就労継続支援A型事業の問題を考える

このところ、全国各地で就労継続支援A型事業所の廃止や大量解雇が問題になってきておりますが、そもそもなぜこのようなことが起きるのか考えています。
制度設計の問題であるといえばそれまでなのですが、いろいろな機関の仕事の進め方にも原因があるように思います。
誰が悪いとかそういうお話ではなく、制度設計そのものの問題を考えたいと思います。

まず、就労継続支援A型事業所の指定許可を得ようとする場合、社会福祉法人なら社会福祉事業を展開する法人なので、定款の規定に特殊な制限は無く、該当する事業が規定されていれば理事会承認、評議員会承認を得て、管轄の指定許可を得られれば開業して良いのですが、株式会社などの営利法人である場合は、定款の事業目的に障害福祉サービス以外の事業を規定してはいけないという自治体があります。
というかほとんどそうかとは思います。
全国統一ルールなのかよく分からない点も問題ですが、営利法人にのみこの縛りがあるために、既存の事業を経営している母体法人とは別に新しく法人を設立しなければ就労継続支援A型事業所を開業できず、結果として就労継続支援A型事業所のみを運営する営利法人が次から次へとできてしまいました。
当然、新規法人は財務体質が強くないですので、就労収益を上げようと思っても設備投資が難しく、収入や収益を増やすことも難しくなると思います。
仮に母体の法人から仕事を受注するにしても、やはり仕事内容に見合った金額でしか契約できないのが本来の形ですので、簡単に母体法人の仕事を回す訳にもいきません。
利害関係者、特に株主がしっかりしている母体法人でしたら、到底無理ですね。
ただ、こうした母体の法人は、法定雇用率の確保で悩んでいるようなケースもあります。
グループ会社である就労継続支援A型事業所でたくさんの障害者を雇用したとしても、母体法人の法定雇用率にはカウントできませんので、母体法人の規模にもよりますが、一方で障害者雇用納付金を収め、就労継続支援A型事業所では訓練等給付費を受けるというなんだかよく分からない状態が生しまれます。
就労継続支援事業を開業するのではなく、直接雇用しなさいと言われればそれまでですが、直接雇用するにしても訓練や実習を受けてからでないとなかなか難しいでしょうし、障害者雇用についてもっと深く知るために就労継続支援A型事業を開業しているケースもあると思うので、一概に否定もできないと思います。
営利法人が就労継続支援A型事業所を開業するために定款の事業目的の縛りを設けた理由が知りたいのですが、この法定雇用率の問題なども起因しているのでしょうか?
確かに一般就労とA型で雇用契約を結んで就労訓練を受けることとは、支援の手があるという点で大きく異なりますが、一般就労も最低賃金だったりすることもありますし、A型の方が指導員や支援員が支えてくれるので働きやすく、苦労を買ってまでみんなが一般就労を目指すのかと考えると、複雑なところも感じます。

今回、こうした大量解雇が発生した原因は明白で、就労継続支援A型事業所に対して経営改善計画書を出すように文書が届いたからだと思います。
しっかりと就労会計を理解し、就労収益からご利用者の賃金が払えている事業所は改善計画は必要ないでしょうが、正直なところ大半の事業所が就労会計は赤字になっていると思います。
改善計画書もでたらめは書けませんので、これが作成できずにもうダメだとあきらめてしまったケースもあるのではないかと思います。

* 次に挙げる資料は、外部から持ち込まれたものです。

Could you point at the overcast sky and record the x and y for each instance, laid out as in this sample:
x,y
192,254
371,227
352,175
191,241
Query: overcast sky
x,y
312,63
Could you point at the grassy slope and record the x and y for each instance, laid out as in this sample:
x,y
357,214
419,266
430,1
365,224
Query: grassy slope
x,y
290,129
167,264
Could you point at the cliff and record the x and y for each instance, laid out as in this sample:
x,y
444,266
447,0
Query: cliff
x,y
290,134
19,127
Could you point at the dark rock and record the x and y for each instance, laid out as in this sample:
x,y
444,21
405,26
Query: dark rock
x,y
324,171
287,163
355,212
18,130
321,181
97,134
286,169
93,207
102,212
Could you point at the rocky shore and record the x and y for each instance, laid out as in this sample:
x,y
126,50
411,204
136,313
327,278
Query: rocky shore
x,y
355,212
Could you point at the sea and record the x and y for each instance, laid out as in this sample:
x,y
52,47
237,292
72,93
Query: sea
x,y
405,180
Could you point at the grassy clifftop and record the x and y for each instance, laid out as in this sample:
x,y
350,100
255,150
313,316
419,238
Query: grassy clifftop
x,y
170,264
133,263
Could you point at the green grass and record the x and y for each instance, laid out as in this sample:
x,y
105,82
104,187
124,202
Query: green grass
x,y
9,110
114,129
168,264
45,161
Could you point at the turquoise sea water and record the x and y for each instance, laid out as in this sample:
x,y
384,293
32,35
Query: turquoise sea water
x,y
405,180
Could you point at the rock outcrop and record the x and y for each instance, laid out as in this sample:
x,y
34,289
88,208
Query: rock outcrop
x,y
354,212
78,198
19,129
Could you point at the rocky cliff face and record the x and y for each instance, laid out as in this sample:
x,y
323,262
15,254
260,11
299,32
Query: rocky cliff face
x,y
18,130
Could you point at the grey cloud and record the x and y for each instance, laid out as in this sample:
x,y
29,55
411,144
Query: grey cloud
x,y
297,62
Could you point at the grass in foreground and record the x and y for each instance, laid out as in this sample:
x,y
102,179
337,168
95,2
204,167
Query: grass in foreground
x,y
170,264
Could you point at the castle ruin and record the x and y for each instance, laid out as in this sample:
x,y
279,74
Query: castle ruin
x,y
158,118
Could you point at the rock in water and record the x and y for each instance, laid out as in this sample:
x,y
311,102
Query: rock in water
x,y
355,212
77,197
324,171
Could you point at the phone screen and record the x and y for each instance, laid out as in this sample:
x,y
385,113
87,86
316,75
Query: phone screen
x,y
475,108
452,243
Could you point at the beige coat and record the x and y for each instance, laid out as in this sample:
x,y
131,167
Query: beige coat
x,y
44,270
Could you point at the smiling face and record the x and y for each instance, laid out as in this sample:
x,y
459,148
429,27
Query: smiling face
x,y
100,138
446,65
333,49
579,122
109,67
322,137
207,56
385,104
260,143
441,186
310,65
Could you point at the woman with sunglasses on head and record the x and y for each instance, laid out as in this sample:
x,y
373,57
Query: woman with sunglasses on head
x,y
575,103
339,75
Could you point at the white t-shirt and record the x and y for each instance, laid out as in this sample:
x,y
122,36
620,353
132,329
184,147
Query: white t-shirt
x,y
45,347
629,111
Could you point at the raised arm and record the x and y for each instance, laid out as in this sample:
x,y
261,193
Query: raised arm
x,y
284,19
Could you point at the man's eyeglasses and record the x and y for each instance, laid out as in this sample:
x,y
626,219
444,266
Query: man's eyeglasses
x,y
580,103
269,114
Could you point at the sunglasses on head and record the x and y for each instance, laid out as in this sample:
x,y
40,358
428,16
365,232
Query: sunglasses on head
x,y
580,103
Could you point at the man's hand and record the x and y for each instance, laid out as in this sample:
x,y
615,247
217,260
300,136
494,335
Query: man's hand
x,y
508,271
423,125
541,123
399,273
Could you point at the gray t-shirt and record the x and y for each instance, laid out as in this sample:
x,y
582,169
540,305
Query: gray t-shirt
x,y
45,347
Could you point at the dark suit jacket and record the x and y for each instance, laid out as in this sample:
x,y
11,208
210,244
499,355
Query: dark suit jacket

制度の趣旨は分かるのですが、指定許可を出してしまい、そこに障害者の雇用が生まれているのに強制的に廃止なんてして良いのか、まあまずは勧告かもしれませんが、この問題についてはどのように決着をつけていくのか、注視したいと思います。

とにかく、善良な事業所まで影響を受けるようなことは避けてほしいと思いますが、何を持って善良な事業所とするのか、これもはっきり言って非常に難しい事業ですね。
今の流れを見る限りでは、就労会計が赤字の事業所は全てダメだということになると思うので、就労会計で黒字を出しているA型事業所のみが善良な事業所だという考え方なのでしょうかね…
どんな事業も赤字は大敵で、利益がなければ長く安定した経営はできませんし、最終的にはご利用者にしわ寄せが行くと思うので、とにかく制度の改善なのか変更なのか、現状を見てほしい、制度のあり方自体をもう一度考え直して欲しいと思います。